What's the solution?
In our case, it was taking him out of the system that failed him and catering an education specifically to him. That's something the public school system cannot logistically accomplish. I'm not asking for that to change.
However, it's this same system, with its rigid controls and mandated programs, that has failed my son.
Some would argue that home schools be kept to the "same standard" and comply with the same controls and mandated programs. Put another way, those people are arguing for the home school to fail as well. To those people I ask, are you more concerned with providing an education to a child, or ensuring that federal money keeps coming in and text-book factories keep getting paid?

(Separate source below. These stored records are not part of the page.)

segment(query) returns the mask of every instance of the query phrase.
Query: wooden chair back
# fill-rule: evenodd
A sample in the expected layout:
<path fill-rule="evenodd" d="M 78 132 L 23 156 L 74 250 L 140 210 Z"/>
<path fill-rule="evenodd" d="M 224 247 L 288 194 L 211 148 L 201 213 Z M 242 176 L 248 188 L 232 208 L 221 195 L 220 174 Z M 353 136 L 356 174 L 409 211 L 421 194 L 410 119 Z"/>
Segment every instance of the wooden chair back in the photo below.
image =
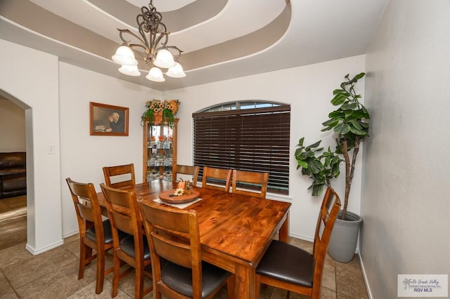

1SB39 Home School Amendments brings home school law in Utah to-to-date. We don't have to "prove" that home-based education is better than public education, nor should public education be held to the standard of home-schooled students.
Either every student learns differently, or they do not. I think you'll have a hard time finding an unbiased teacher who will argue this point.
As such, parents (or guardians) are a child's first teachers and are responsible for the education of their children. Some of those parents are content with the education their children are getting in public schools. Some are not. Ultimately it's the parent's decision. In our case, our only regret is that we didn't take responsibility for the education of our child sooner -- we left that up to the state. The state failed.
1SB39 Home School Amendments will help protect children like mine, who have been otherwise forced into a system that doesn't work for them. It will provide parents with the tools necessary to fulfill their obligation to be a child's "first teacher" and responsible for the education of their children.
I would ask that you support 1SB39 Home School Amendments and pass it out of Committee with a favorable recommendation. Doing so will help children like mine, and devoted parents who doing what is best for their child.